The product of cardinals

Question

Let $\gamma_i$ be infinite cardinal numbers for $i=1,2,3$ such that $\gamma_i<\gamma_3$ for $i=1,2$.

Is it true that $\gamma_1.\gamma_2<\gamma_3$?

Answer 1

This is not true. For example let $\gamma_1=2,\gamma_2=3,\gamma_3=4$, then $\gamma_1\times \gamma_2>\gamma_3$.

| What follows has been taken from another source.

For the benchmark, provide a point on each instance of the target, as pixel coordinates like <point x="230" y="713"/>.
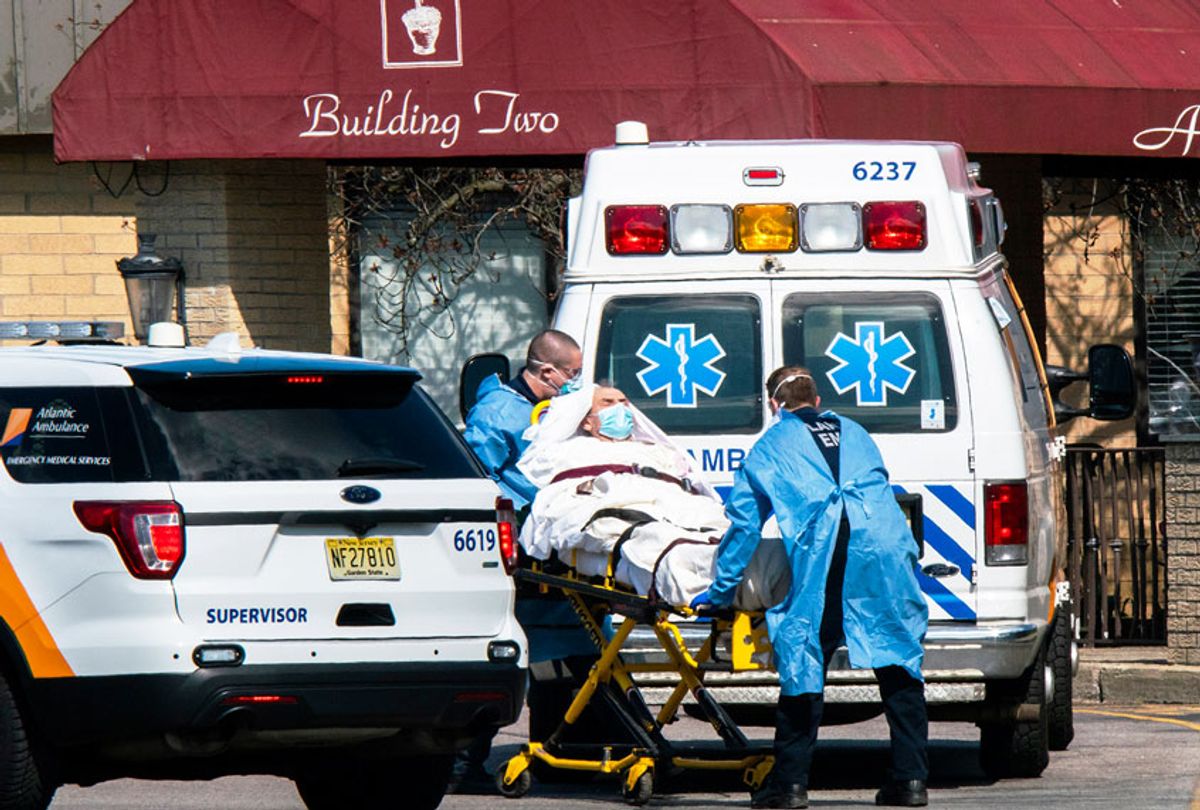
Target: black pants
<point x="798" y="717"/>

Without loss of generality we assume $\gamma_1<\gamma_2$. I think what you want to show is for infinite cardinals, $\gamma_i\times \gamma_i=\gamma_i$. Then you have $\gamma_1\times \gamma_2=\gamma_2<\gamma_3$. But to show $\gamma_i\times \gamma_i=\gamma_i$, if $\gamma_i>\mathbb{N}$ may be tricky in general, even though it can be done for $\mathbb{N},c$ in a direct manner. The wikipage says it would be dependent on axiom of choice. I assume others at Math.SE will be more knowledgable on this matter, for I do not know how to show it even if given choice.

Answer 2

For finite cardinals this is certainly wrong. Consider $\gamma_1 = \gamma_2 = 2$ and $\gamma_3 = 3$.

For infinite cardinals it turns out to be correct, because then a theorem of Hessenberg (cf. also Question about proof of Hessenberg: $\kappa \cdot \lambda = \lambda$ ) states $\kappa \cdot \kappa = \kappa$ so that (w.l.o.g. assume $\gamma_1 \leq \gamma_2$) $\gamma_1 \cdot \gamma_2 \leq \gamma_2 \cdot \gamma_2 = \gamma_2 < \gamma_3$.